Each narrative also involves the protagonists breaking free of this oppression by changing the perceived ordinance in favor of a new one, “From womb to tomb, we are all connected,” a phrase that’s repeated more often in Cloud Atlas than “With great power comes great responsibility” in a Spider-Man film. This interconnectedness of humanity is further emphasized by the interconnectedness of the different time periods as the story progresses. For this reason humans (and androids) band together to help one another and free themselves and their neighbors from whatever oppression they happen to be facing (usually personified by Hugo Weaving). They overthrow each ordinance in favor of a singular ordinance which the movie portrays as more fundamental. In effect, the film’s answer to the initial question seems to be that the only real ordinance is love.
But can love really be the only ordinance? If so, then what is love? It is at this point that the film cheats on its own message, for all of its examples of love are incarnate within ordinance. The emotional impact of the film is not generated by evoking relationship as such but by evoking specifically loving relationships that fit a natural order. The good guys behave in ways consistent with being husbands, fathers, friends, wives, daughters, and so forth while the bad guys interfere with those relationships. The film would have you believe that it’s moral gravitas hinges entirely on “From womb to tomb, we are all connected,” but its narratives would not be compelling at all unless some connections were more loving than others. But if some connections are more loving than others, then that implies the existence of other unstated ordinances.

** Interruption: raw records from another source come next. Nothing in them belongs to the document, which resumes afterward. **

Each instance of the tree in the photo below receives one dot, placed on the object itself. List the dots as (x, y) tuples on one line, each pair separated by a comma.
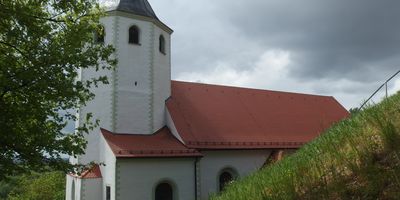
[(43, 44), (36, 186)]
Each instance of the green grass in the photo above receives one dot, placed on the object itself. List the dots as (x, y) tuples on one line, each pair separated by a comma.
[(358, 158)]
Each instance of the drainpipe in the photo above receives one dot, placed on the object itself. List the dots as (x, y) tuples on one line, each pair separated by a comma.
[(195, 177)]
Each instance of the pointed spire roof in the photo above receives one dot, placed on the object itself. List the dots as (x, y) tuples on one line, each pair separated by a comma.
[(138, 7)]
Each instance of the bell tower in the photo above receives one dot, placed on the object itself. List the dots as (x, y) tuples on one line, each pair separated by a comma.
[(134, 101)]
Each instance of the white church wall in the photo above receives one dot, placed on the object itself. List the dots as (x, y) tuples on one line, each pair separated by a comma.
[(133, 101), (172, 127), (108, 158), (100, 106), (242, 162), (92, 189), (161, 78), (138, 178), (73, 188)]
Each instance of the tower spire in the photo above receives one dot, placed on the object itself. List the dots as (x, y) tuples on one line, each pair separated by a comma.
[(138, 7)]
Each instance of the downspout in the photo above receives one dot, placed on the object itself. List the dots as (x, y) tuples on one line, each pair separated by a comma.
[(195, 177)]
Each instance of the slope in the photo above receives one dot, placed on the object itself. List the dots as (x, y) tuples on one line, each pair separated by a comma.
[(358, 158)]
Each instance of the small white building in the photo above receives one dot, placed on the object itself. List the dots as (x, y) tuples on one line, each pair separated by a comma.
[(171, 140)]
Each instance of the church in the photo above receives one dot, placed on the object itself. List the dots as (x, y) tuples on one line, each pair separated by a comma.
[(161, 139)]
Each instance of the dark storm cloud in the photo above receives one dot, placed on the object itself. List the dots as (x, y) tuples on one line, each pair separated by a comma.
[(357, 39), (341, 48)]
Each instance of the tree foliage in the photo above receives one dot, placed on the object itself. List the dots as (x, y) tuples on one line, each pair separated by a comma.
[(43, 44), (36, 186)]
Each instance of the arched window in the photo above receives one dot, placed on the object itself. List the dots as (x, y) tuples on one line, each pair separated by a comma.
[(162, 44), (99, 34), (133, 35), (164, 192), (226, 177)]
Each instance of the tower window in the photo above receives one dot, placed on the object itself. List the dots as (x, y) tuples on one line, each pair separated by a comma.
[(99, 34), (133, 35), (164, 192), (162, 44), (226, 177)]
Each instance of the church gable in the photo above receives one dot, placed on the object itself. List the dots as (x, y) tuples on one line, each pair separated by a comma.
[(160, 144)]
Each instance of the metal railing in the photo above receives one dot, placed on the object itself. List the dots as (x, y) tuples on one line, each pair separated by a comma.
[(383, 85)]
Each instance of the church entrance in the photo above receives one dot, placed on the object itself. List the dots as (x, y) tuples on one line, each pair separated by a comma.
[(164, 192)]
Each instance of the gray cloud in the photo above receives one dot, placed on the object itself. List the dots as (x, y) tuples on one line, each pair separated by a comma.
[(343, 48)]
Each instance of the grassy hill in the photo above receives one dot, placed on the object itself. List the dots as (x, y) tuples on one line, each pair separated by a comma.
[(359, 158)]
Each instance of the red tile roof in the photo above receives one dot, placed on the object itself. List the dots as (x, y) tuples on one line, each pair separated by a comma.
[(92, 173), (160, 144), (221, 117)]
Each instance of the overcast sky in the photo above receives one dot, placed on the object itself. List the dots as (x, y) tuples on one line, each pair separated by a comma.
[(340, 48)]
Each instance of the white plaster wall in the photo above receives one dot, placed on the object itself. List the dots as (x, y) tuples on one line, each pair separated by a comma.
[(162, 78), (137, 178), (100, 106), (140, 109), (133, 102), (242, 161), (68, 192), (108, 158), (171, 126), (92, 189)]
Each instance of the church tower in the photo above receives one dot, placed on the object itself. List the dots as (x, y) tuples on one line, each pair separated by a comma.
[(134, 101)]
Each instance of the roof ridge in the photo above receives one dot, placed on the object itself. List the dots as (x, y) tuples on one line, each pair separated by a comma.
[(249, 88)]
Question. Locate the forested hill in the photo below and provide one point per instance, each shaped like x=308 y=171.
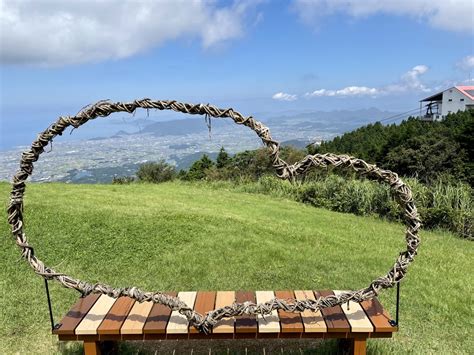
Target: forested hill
x=414 y=147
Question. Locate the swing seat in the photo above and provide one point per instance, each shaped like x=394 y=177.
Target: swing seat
x=96 y=318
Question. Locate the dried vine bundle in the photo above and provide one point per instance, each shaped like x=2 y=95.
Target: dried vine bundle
x=204 y=323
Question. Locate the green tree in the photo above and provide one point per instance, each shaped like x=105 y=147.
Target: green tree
x=222 y=159
x=198 y=170
x=156 y=172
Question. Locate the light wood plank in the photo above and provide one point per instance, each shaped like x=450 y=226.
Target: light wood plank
x=178 y=324
x=136 y=318
x=117 y=315
x=271 y=322
x=356 y=316
x=95 y=316
x=158 y=318
x=290 y=322
x=313 y=321
x=223 y=299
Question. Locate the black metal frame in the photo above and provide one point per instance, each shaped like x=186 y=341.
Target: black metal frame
x=53 y=325
x=393 y=322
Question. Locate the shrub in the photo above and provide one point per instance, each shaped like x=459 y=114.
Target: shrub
x=123 y=180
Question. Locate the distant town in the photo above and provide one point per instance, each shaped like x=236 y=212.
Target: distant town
x=179 y=142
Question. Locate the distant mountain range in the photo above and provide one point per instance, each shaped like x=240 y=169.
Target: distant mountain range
x=338 y=122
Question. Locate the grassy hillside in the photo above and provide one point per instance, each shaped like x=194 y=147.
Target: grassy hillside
x=177 y=236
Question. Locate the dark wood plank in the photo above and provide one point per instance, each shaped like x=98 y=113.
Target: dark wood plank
x=114 y=319
x=291 y=323
x=75 y=315
x=158 y=318
x=378 y=315
x=205 y=301
x=334 y=317
x=245 y=326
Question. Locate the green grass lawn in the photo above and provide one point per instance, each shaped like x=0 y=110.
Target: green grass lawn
x=178 y=236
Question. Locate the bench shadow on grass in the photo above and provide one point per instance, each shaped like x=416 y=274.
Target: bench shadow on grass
x=196 y=347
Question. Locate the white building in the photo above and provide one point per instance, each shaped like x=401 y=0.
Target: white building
x=457 y=98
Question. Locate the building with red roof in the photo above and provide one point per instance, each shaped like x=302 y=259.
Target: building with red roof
x=457 y=98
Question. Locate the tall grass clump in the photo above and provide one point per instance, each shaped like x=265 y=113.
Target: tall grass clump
x=443 y=204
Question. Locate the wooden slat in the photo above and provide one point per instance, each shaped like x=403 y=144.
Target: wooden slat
x=356 y=316
x=95 y=316
x=114 y=319
x=75 y=315
x=271 y=323
x=205 y=301
x=178 y=324
x=334 y=317
x=223 y=299
x=313 y=321
x=378 y=315
x=158 y=318
x=290 y=322
x=245 y=324
x=136 y=318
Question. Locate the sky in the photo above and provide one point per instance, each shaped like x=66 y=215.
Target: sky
x=259 y=57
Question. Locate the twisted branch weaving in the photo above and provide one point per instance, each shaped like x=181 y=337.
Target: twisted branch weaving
x=205 y=323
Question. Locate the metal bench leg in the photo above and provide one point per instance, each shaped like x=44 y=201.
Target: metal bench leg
x=91 y=348
x=359 y=346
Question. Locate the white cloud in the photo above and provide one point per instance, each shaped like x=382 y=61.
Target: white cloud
x=409 y=82
x=452 y=15
x=347 y=91
x=467 y=63
x=282 y=96
x=57 y=32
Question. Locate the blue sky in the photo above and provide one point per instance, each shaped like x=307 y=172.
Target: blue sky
x=260 y=57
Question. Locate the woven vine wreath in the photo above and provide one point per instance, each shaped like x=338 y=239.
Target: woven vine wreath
x=205 y=323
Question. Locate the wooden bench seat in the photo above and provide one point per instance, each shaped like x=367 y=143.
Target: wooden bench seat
x=98 y=318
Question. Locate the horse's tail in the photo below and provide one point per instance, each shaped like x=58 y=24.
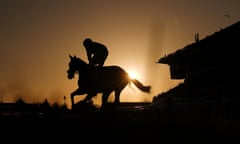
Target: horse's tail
x=139 y=85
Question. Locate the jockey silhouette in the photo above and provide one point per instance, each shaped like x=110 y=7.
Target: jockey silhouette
x=96 y=52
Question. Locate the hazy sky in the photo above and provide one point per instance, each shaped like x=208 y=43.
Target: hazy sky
x=37 y=36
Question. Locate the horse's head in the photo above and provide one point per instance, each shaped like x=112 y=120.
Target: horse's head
x=75 y=65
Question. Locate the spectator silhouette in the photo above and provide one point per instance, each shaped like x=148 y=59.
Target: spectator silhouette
x=96 y=52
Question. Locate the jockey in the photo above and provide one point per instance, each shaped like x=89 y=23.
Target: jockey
x=96 y=52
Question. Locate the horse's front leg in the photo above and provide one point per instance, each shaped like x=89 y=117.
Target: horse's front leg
x=76 y=92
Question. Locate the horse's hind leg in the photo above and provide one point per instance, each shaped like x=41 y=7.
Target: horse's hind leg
x=76 y=92
x=105 y=98
x=117 y=96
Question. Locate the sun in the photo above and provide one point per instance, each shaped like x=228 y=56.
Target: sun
x=133 y=74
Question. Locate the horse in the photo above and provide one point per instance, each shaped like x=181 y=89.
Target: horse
x=93 y=80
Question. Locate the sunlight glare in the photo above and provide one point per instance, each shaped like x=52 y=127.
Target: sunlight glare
x=133 y=74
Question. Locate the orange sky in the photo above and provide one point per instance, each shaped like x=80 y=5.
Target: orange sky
x=36 y=38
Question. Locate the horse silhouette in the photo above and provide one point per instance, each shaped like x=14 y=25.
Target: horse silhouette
x=93 y=80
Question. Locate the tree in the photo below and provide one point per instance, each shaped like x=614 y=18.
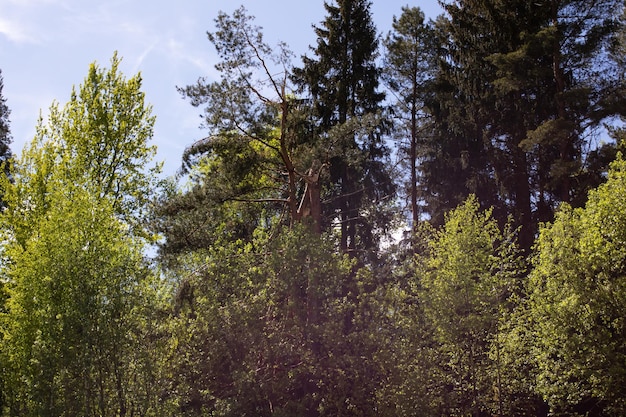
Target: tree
x=73 y=241
x=343 y=82
x=467 y=279
x=250 y=339
x=5 y=128
x=573 y=314
x=409 y=64
x=519 y=103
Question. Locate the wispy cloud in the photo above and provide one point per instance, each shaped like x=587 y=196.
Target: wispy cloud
x=16 y=32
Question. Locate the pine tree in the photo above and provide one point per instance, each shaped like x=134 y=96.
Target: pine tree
x=521 y=91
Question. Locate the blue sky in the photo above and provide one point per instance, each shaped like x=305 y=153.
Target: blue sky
x=46 y=47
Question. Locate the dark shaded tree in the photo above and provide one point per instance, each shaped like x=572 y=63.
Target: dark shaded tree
x=521 y=93
x=5 y=126
x=342 y=80
x=409 y=64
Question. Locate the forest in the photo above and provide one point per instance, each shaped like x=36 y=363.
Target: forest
x=424 y=222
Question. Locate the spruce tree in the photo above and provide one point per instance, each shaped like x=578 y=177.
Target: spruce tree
x=343 y=81
x=408 y=72
x=5 y=128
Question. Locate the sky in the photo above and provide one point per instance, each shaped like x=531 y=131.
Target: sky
x=46 y=47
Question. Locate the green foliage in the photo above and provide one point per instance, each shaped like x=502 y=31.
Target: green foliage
x=469 y=275
x=5 y=128
x=576 y=303
x=268 y=329
x=76 y=324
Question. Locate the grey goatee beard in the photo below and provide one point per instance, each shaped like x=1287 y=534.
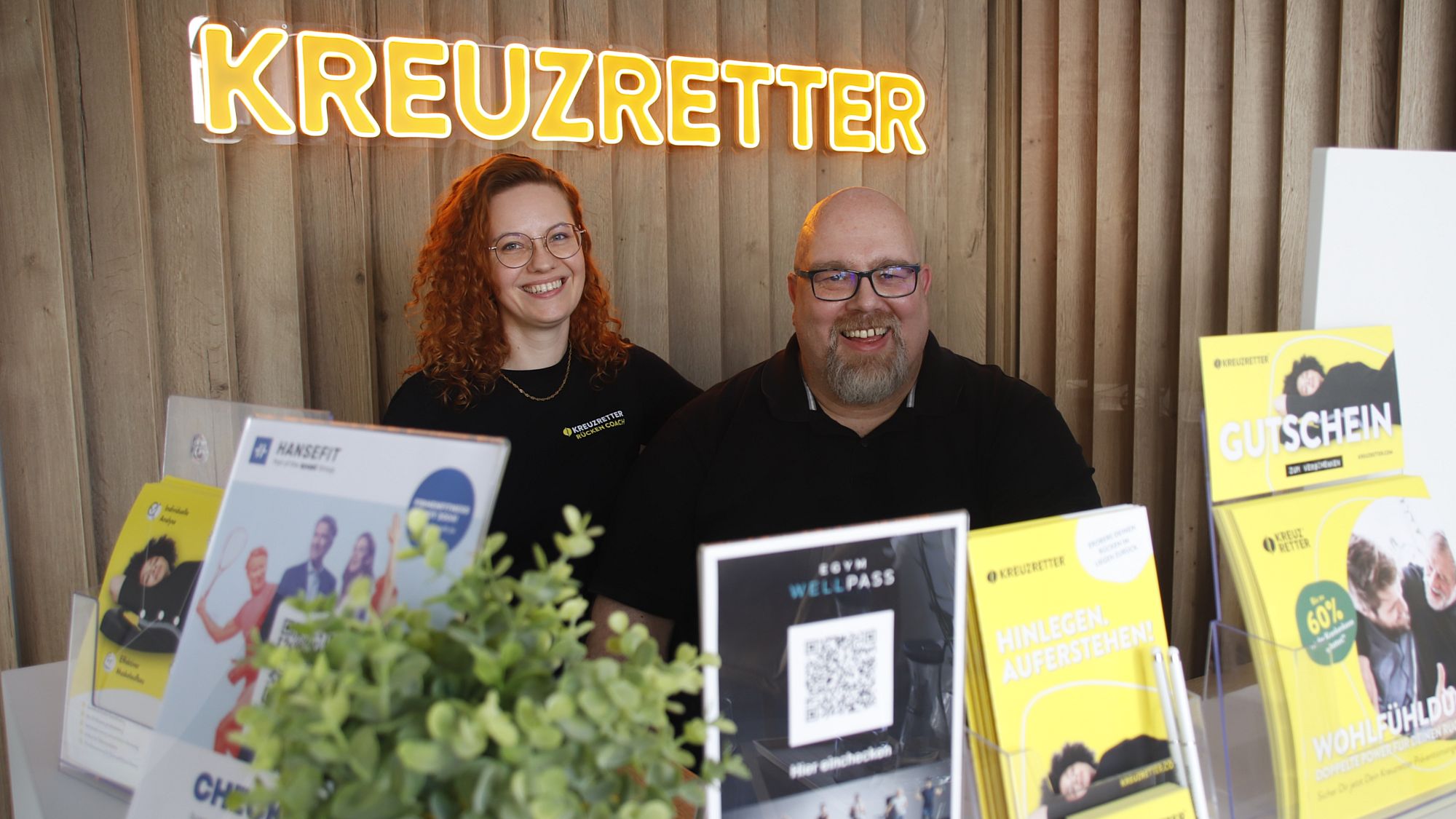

Nowhere is this more clear than in 1930’s Scotland, which ends up being the most disjointed narrative of the group precisely because it alone eschews reliance on typical ordinance. Robert Frobisher is a homosexual composer who leaves his lover to pursue his artistic vision. This piece of the story is tied together by Robert’s narration of letters to his lover as he describes the trials and tribulations of his attempts to compose and publish the Cloud Atlas sextet. Their love is portrayed in typical romantic fashion as something that is too pure and noble for this cruel world—just like Robert’s artistic vision, for which he runs himself ragged and then kills himself when finished. But what is it that makes Robert’s relationship loving besides the glowing self-description in his letters? He sleeps with his boss’s wife out of convenience to his ambition while he assures his original lover that it doesn’t have anywhere close to the deep spiritual meaning their own liaisons had. He attempts to sleep with his boss as well, but his boss is uninterested and demands credit for the Cloud Atlas in exchange for keeping his homosexuality a secret. Robert flees to a run-down hotel room to finish his composition on his own. The narrative reaches its climax as Robert’s lover, upon learning that he is in trouble, desperately searches for him. Robert knows this and even watches his lover’s desperation from the shadows with a smile on his face, but intentionally avoids him, only to go back to his hotel room and kill himself, thus ensuring for himself his fame and the credit for his music. In the end, what does the audience have to make them think that Robert actually loved his pen pal? He isn’t faithful to him, or even terribly considerate of him in general. He abandons him twice purely for ambition, and never expresses any concern from him outside of the text of the letters themselves. In other words, it commits the literary sin of telling instead of showing because it has nothing real to show. Without ordinance, love is an abstraction that never touches the real world.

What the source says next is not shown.